On point (ii), there are periods in science when theory is stuck for lack of ideas or computational tools, or experiment is stuck for lack of ideas or experimental equipment. At present there is little theoretical understanding of "dark matter" but experiment must continue until the theorists catch up. Conversely there is little experimental understanding of "quantum gravity", so theorists must do their work and wait until experimental understanding is achieved.

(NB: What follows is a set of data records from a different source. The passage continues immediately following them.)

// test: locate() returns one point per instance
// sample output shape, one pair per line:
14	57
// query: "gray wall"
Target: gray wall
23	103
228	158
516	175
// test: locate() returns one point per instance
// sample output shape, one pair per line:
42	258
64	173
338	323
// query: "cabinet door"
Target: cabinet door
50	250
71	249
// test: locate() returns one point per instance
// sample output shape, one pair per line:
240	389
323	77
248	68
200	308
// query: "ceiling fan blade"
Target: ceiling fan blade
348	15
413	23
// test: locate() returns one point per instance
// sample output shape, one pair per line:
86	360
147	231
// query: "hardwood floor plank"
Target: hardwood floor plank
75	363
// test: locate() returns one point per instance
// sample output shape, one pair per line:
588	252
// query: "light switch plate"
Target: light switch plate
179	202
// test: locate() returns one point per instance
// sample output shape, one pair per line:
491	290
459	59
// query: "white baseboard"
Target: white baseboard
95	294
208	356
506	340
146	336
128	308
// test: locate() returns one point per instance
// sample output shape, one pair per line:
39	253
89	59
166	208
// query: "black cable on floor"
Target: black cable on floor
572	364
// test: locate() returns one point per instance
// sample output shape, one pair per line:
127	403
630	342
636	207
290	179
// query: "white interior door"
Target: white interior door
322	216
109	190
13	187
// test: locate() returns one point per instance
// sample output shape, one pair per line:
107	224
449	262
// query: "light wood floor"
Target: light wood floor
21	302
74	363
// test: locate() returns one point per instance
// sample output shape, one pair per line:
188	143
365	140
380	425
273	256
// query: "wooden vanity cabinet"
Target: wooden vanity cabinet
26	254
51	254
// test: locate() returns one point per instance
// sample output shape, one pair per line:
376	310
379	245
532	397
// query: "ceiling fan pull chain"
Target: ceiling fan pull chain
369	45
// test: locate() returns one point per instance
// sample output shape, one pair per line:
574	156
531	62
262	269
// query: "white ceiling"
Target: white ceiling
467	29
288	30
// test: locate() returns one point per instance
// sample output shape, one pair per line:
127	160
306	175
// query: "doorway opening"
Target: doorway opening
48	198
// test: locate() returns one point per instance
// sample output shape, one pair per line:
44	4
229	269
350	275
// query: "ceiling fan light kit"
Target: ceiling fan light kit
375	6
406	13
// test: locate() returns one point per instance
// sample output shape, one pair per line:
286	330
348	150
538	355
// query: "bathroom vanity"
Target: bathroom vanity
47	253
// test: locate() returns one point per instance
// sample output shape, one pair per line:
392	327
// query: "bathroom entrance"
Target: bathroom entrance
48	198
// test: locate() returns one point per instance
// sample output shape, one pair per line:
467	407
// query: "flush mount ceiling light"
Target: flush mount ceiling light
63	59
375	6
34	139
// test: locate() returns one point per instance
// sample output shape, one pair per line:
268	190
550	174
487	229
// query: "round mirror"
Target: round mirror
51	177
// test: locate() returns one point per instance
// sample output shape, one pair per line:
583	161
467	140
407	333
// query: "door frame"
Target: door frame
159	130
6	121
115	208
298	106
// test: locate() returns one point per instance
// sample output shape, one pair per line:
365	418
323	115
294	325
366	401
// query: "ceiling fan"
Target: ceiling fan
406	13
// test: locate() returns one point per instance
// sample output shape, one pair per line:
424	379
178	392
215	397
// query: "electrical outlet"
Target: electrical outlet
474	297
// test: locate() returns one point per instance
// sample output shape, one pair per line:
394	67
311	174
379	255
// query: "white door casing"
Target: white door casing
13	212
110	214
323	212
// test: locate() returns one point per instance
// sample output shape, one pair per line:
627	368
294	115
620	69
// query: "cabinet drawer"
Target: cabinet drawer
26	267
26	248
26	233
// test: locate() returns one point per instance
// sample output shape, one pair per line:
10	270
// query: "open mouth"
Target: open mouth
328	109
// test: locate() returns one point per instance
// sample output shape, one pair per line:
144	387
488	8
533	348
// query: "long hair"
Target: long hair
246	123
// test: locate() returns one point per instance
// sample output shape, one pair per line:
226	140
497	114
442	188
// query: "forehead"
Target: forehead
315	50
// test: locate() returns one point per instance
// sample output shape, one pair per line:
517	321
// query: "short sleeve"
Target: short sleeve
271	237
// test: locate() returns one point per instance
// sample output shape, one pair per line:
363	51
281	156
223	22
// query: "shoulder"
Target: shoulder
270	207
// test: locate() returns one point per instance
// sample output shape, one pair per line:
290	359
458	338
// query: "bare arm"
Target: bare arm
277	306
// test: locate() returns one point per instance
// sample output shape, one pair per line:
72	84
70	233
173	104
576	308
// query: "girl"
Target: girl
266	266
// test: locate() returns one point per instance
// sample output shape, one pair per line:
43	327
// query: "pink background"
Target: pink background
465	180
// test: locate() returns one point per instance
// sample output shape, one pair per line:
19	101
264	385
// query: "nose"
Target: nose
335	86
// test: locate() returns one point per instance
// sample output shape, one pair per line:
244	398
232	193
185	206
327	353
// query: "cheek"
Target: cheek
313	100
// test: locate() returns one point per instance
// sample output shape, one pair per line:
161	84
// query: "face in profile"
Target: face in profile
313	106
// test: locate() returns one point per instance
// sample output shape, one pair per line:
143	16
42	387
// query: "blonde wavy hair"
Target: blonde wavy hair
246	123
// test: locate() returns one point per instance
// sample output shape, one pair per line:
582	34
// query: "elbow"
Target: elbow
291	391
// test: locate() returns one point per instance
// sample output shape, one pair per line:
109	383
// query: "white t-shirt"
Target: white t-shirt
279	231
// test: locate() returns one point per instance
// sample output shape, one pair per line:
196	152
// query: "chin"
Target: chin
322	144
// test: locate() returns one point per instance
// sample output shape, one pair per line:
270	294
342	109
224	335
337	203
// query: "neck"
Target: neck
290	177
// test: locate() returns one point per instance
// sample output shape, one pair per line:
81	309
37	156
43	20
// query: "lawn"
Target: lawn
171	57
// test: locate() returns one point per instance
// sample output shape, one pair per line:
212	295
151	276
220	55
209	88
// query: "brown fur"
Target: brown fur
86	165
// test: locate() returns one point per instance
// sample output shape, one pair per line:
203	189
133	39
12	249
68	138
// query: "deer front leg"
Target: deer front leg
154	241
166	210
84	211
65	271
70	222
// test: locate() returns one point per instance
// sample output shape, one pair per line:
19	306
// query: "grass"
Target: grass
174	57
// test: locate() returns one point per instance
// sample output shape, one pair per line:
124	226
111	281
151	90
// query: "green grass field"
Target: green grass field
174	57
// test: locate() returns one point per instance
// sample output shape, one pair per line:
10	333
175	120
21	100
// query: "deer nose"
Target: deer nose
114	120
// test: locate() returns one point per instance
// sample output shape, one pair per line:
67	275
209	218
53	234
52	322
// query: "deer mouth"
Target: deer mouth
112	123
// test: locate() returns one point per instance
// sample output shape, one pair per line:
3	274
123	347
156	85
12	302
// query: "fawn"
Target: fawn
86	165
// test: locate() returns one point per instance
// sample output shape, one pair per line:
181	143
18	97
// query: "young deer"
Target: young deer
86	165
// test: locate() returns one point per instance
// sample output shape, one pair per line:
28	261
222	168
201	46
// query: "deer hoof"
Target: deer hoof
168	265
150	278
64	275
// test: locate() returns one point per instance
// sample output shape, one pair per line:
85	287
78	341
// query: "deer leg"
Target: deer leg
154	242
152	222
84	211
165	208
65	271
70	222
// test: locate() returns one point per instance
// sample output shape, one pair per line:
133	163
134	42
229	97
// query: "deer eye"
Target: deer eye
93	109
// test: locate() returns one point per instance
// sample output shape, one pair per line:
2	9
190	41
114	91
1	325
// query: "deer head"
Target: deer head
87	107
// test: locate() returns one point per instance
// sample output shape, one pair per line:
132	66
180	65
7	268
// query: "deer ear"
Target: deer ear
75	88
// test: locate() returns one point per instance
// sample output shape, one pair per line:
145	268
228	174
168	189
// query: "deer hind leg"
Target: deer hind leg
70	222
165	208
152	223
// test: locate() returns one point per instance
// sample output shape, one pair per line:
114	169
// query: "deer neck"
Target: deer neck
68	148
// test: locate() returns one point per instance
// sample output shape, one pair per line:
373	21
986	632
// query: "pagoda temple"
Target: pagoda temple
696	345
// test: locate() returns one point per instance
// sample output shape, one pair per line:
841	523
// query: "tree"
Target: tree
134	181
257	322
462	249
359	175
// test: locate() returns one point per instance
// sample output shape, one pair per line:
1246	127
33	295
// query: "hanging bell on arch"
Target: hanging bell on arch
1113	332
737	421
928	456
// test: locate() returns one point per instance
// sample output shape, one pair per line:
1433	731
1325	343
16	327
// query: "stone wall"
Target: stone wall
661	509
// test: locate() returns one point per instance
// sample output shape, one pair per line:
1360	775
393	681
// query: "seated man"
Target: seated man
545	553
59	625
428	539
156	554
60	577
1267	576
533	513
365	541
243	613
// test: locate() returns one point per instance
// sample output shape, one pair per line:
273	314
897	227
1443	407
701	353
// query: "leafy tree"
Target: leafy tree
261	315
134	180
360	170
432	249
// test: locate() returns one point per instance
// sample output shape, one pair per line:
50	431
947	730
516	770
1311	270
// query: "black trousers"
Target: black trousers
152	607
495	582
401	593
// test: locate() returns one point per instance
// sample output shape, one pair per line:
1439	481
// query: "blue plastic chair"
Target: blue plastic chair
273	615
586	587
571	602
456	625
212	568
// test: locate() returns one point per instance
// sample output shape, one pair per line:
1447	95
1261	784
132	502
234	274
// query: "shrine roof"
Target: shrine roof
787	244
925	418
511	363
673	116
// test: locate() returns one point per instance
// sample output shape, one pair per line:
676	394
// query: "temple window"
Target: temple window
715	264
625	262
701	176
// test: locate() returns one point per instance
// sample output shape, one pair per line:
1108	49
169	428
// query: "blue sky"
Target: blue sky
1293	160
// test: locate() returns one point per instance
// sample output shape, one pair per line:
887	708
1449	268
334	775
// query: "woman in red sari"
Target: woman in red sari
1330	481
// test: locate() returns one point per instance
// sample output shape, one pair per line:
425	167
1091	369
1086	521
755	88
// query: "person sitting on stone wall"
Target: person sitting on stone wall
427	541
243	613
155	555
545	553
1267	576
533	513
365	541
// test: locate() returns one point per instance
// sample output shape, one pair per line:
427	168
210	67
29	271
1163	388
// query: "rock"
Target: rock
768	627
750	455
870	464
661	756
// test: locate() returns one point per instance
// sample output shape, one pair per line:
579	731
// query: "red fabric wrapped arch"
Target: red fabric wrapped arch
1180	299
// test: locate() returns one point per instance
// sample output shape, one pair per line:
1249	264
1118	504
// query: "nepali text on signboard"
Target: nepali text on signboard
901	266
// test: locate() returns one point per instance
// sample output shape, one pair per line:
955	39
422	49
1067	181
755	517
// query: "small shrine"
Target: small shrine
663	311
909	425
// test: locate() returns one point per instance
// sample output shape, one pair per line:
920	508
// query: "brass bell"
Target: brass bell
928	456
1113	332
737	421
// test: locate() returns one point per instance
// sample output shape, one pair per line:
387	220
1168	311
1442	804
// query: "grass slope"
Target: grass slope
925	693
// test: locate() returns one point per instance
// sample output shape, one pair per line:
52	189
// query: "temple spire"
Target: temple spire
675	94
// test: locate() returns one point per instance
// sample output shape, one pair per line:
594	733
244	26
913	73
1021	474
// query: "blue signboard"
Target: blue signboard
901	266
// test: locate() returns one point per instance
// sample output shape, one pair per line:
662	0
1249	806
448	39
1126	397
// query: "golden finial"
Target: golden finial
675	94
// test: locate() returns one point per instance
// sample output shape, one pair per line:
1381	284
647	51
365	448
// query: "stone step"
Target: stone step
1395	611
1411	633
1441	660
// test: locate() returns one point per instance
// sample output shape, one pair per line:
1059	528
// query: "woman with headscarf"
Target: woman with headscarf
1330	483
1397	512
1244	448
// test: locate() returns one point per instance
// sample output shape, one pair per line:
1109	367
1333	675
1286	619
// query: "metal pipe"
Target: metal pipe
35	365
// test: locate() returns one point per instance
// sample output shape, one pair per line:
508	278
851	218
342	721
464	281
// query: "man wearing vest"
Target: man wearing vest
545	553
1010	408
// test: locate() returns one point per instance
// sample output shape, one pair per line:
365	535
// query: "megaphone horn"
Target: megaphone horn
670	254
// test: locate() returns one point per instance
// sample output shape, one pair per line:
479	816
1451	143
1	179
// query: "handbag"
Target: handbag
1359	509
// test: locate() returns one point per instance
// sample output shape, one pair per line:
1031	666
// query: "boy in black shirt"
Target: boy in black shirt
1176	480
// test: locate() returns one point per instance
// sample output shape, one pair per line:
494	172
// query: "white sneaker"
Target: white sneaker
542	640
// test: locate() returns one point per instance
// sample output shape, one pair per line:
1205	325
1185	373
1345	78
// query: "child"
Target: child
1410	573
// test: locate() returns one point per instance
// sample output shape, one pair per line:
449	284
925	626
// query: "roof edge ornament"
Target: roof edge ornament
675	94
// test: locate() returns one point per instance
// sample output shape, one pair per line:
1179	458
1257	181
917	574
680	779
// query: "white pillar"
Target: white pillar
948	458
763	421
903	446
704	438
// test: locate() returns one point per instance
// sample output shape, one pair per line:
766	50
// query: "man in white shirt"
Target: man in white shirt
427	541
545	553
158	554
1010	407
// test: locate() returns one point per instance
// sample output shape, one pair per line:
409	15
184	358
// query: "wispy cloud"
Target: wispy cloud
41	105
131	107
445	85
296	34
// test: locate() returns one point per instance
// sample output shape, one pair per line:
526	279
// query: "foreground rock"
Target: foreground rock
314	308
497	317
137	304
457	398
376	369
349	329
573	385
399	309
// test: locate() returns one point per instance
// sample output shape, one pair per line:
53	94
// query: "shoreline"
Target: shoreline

Finally about point (iii), the word "temporarily" is crucial. A fundamentalist who blindly follows positivist ideology might not be able to do what everyone in science routinely does: mull over a hypothesis at night and resolve to test it the next morning. Just 12 hours of speculation might, in his overly pedantic view, be considered non-positivist! Of course, no scientist would consider such speculation wrong or unscientific. But if it's OK to speculate overnight, is it OK to do so over a month, a year or a decade? And this is a very crucial point. The scientists who designed and built the Large Hadron Collider relied on theoretical speculations from 1964 about the existence of a Higgs boson (this is why the experiment was optimised to find this boson, and found it nearly half a century later). Do we consider fifty years of speculation about the Higgs to be unscientific? I think not.

I know the standard response to this line of argument: "The Higgs speculation was focused on creating an experimental test. If the Higgs were eventually found it would validate the speculation, while if it were not then the speculation would have been falsified. Thus the entire process followed Karl Popper's criterion of "falsifiability" and is therefore admissible as science."

I disagree on two counts. The Higgs hypothesis was not initially focused on an experimental test. Englert-Brout and Higgs did not suggest any experimentally verifiable picture of their idea in 1964. It took many years of theoretical research to arrive at the possibilities and predictions that were lined up by the time the LHC started to operate. So the fifty years until verification were not merely due to experimental limitations. There were theoretical issues that needed to be understood, in a speculative (i.e no Higgs particle was known to exist) but totally scientific context.

My second disagreement though is more significant. I simply don't agree with Popper's falsifiability criterion. It sounds nice the first time you hear it. However - like all the lapsed positivists described above - you may change your mind when you consider its implications.